There are a lot of challenges with this structure. For one thing, the problem with using flashbacks to the kids is that all of the important scenes from the novel have already played out in the first film.
Nobody’s after simply watching the same stuff happen again, unless the second movie can give a new perspective on these events, showing us what’s happening from someone else’s point of view in order to provide some new insight into their childhood battle with Pennywise.
This could easily end up feeling unnecessarily complicated and convoluted, especially as one of the important elements of the grown ups’ story is that they no longer have very clear memories about what happened when they were younger.
Another challenge is that this movie hasn’t even begun its initial pre-production in earnest yet. The script has yet to be written, grown up actors need to be cast, and the whole movie needs to be put in motion before anyone can be certain what scenes will feature the kids at all.
You can blame this on studio hesitation to commit to a second IT until they saw how the first one was received – it’s not a wise plan, especially for a movie series that’s using child actors. Put simply, these kids are not going to be pre-teens for very much longer. Puberty is about to hit them hard, if it hasn’t already begun to do so, at which point they’ll no longer be able to play the same innocent children they appear as in the first movie.
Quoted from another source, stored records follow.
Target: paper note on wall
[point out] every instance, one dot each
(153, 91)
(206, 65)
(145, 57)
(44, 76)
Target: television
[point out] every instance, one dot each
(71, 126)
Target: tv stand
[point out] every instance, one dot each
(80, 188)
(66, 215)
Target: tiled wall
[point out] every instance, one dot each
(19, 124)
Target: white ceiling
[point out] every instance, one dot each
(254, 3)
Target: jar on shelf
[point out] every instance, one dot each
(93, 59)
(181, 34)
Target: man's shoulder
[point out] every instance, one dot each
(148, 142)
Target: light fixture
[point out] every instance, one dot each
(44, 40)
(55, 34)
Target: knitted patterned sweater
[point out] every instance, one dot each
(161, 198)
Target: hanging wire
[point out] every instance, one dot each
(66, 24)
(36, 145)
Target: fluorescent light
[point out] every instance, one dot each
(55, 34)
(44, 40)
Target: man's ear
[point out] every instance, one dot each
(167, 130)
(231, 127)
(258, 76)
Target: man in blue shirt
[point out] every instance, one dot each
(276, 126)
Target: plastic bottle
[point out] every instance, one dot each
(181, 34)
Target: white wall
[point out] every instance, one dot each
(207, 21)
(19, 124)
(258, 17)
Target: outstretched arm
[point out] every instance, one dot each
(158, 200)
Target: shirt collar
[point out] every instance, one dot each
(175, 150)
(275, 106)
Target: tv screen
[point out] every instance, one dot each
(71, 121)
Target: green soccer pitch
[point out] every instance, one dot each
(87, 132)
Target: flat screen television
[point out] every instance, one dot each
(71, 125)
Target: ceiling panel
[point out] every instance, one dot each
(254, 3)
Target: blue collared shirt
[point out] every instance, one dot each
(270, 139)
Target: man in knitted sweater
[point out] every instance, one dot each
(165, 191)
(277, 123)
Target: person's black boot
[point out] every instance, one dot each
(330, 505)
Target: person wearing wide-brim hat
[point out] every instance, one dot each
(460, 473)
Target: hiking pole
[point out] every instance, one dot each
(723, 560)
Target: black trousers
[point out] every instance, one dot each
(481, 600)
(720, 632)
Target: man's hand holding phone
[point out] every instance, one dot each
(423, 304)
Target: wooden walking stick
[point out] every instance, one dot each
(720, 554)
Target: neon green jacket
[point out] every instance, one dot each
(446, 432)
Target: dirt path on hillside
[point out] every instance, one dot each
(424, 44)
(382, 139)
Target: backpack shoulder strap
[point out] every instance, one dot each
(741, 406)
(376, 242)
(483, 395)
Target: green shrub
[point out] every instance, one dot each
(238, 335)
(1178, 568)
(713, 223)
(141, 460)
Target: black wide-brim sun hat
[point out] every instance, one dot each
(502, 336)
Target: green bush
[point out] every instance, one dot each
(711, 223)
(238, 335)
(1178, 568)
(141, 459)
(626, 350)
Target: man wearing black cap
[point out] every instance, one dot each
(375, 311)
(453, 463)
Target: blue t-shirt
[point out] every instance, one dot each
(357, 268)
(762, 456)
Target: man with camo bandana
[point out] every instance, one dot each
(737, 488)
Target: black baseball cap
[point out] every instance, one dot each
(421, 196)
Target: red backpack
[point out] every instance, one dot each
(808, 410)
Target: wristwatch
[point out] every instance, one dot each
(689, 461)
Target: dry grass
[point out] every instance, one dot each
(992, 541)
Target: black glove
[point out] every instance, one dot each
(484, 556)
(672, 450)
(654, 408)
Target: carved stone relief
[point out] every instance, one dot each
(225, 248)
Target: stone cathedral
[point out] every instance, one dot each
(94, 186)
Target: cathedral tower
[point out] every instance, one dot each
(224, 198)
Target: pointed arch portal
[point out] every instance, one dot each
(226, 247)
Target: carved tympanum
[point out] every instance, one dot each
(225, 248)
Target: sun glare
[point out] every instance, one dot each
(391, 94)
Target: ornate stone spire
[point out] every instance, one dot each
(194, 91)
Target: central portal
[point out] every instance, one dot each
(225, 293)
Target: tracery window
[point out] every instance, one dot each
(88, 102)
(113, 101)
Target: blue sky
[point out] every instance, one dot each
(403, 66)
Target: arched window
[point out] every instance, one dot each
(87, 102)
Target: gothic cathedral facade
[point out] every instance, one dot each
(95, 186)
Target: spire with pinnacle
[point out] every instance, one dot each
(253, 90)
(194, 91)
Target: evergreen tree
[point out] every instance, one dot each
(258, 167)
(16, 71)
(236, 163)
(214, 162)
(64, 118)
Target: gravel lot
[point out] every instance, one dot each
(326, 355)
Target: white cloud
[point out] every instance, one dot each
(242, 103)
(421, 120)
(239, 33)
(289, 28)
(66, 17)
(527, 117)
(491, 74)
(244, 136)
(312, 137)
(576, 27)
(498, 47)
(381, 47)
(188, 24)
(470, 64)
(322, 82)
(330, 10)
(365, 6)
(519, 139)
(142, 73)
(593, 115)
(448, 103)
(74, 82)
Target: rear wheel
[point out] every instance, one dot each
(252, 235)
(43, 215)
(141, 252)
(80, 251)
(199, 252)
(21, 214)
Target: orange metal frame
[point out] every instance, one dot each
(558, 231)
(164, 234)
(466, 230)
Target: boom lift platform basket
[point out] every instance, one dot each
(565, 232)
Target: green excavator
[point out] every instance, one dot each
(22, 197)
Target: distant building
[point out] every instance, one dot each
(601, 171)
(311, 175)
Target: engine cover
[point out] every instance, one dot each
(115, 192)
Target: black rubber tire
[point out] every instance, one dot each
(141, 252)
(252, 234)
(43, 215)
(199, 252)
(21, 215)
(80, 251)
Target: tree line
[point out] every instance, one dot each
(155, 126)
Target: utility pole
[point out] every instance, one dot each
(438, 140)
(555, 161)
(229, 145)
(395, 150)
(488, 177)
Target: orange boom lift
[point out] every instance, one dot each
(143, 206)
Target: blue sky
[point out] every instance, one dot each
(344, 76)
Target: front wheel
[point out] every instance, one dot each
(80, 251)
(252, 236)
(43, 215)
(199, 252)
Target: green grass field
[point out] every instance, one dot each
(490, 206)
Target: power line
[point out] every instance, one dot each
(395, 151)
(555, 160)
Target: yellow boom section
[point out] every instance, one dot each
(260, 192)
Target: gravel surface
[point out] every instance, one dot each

This, perhaps, brings up one of the biggest reasons why flashbacks shouldn’t be too big a part of IT: Chapter 2. The movie series has gained a new message by being split into two separate stories. Where the book is about the challenges of growing up and facing your childhood fears, the sequel will inevitably also hammer home the message that you can never return to your youth.
This is present in the novel, but the interwoven story structure has readers constantly travelling back and forward in time. By splitting up the story into two separate movies, there’s a wonderful opportunity for the film to emphasize that the childlike wonder, innocence, and levity of the original movie has been taken away forever, in large part by their experiences with Pennywise.
This message should be one that the movie attempts to hit home as hard as possible, especially considering that the entire two-part saga is an exercise in nostalgia. To completely abandon the Eighties setting and all of its references and Easter Eggs would make the IT sequel feel all the more scary and unnerving, as it would take away all of the comfort that audiences find simply in seeing their childhood recreated on screen.
So while it’ll be nice to have a few callbacks to the original movie, and a few little flashbacks to help tie the story together, IT: Chapter 2 will work a lot better if it’s purely a story of adults overcoming their past, without showing us too much of what we’ve already seen.